In Jezus Christus aanvaardt de HERE je daarmee als Zijn kind. Dat is iets anders dan als slaaf. Het kind-zijn veronderstelt een familierelatie, bij het slaaf-zijn gaat het om een zakelijke verhouding. Bij het eerste gaat het om wie je bent, bij het tweede om wat je presteert, wat je inbrengt In dat laatste is de HERE niet geïnteresseerd. Met de woorden van Jesaja 64, 6: al onze gerechtigheden (zeg maar: onze prestaties, onze goede werken) zijn als een bezoedeld kleed.

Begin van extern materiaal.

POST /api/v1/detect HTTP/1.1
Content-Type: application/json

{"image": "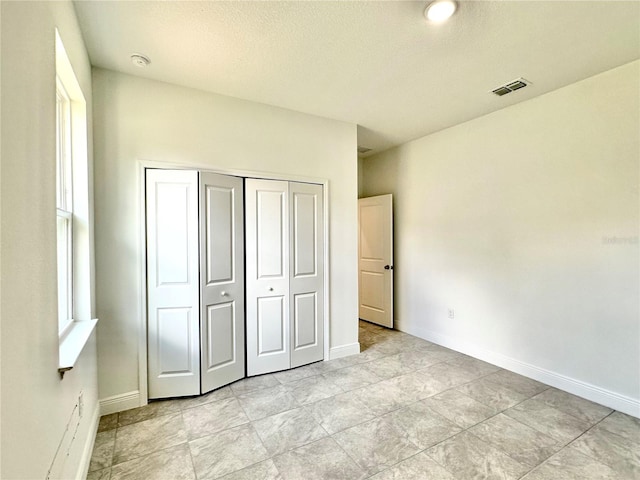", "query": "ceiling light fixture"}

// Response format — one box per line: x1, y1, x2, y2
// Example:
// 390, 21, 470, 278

130, 53, 151, 68
424, 0, 457, 23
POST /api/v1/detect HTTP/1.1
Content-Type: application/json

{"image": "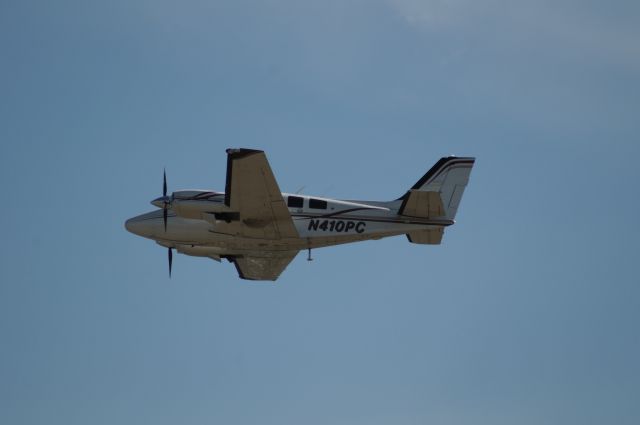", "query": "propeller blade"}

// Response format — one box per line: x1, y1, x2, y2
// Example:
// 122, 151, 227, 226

162, 169, 169, 232
163, 169, 167, 197
168, 248, 173, 278
163, 207, 168, 232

Nee, de Here God aanvaardt je in Jezus Christus als Zijn kind.
En dan, door de inwoning van Zijn Geest, krijg je nieuw leven. Niet door je (harde) ‘werken' dus, maar als geschenk van Vader aan Zijn kind. De rechtvaardiging in Jezus Christus is niet gebaseerd op de heiliging, maar de heiliging is verankerd in de rechtvaardiging. "We worden niet gered door ons volbrengen van absolute normen, maar door een Absoluut Persoon."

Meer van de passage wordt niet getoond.